Jordan Fischbach from RAND presents Louisiana’s adopted plan to reduce damage from future natural disasters. (Stephanie Yang/Medill)

WASHINGTON – In light of severe storms and hurricanes in recent years, the RAND Corporation, a major national security think tank, offered a $50 billion  master plan Wednesday for reducing flooding and damages in coastal areas. The funding to support such a plan, however, is still uncertain.

Natural disasters such as Hurricane Katrina, Hurricane Irene and, most recently, Superstorm Sandy, have become increasingly frequent and costly. Yet grants from the Federal Emergency Management Agency that provide disaster preparedness were cut 43 percent in the last two years, according to published reports.

Jordan Fischbach, an associate policy researcher at RAND, presented several measures that Louisiana adopted in response to the hurricane season of 2005. These measures include coastal restoration, software tools to determine individual projects and building levees.

“[Hurricane Katrina and Hurricane Rita] spurred the state into action,” Fischbach said.

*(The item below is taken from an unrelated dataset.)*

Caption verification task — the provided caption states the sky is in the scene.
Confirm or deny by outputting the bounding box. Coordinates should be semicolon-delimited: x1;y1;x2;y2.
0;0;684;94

Fischbach said a RAND master plan was passed unanimously by Louisiana legislature, and advocates similar plans for other coastal regions. He said Congress can apply lessons from Louisiana on a nationwide basis, although some areas still will need to be assessed as individual states.

“[It’s] an approach that has a lot of relevance for other regions… especially after Superstorm Sandy,” he said.

To cover the cost of the $50 billion plan, which is spread over 50 years, Fischbach said the first major increments would come from oil company BP as well as revenues derived from leasing oil and gas. Beyond that, Fischbach described the remaining costs as “an investment in some of these projects” that has not been taken on by any federal agency.

“Certainly there’s been federal investment in the past … but never at this scale,” he said. “From the federal perspective those are mainly unanswered questions.

“… There’s value to investment, even if we have to adapt in the future and start to retreat,” he said.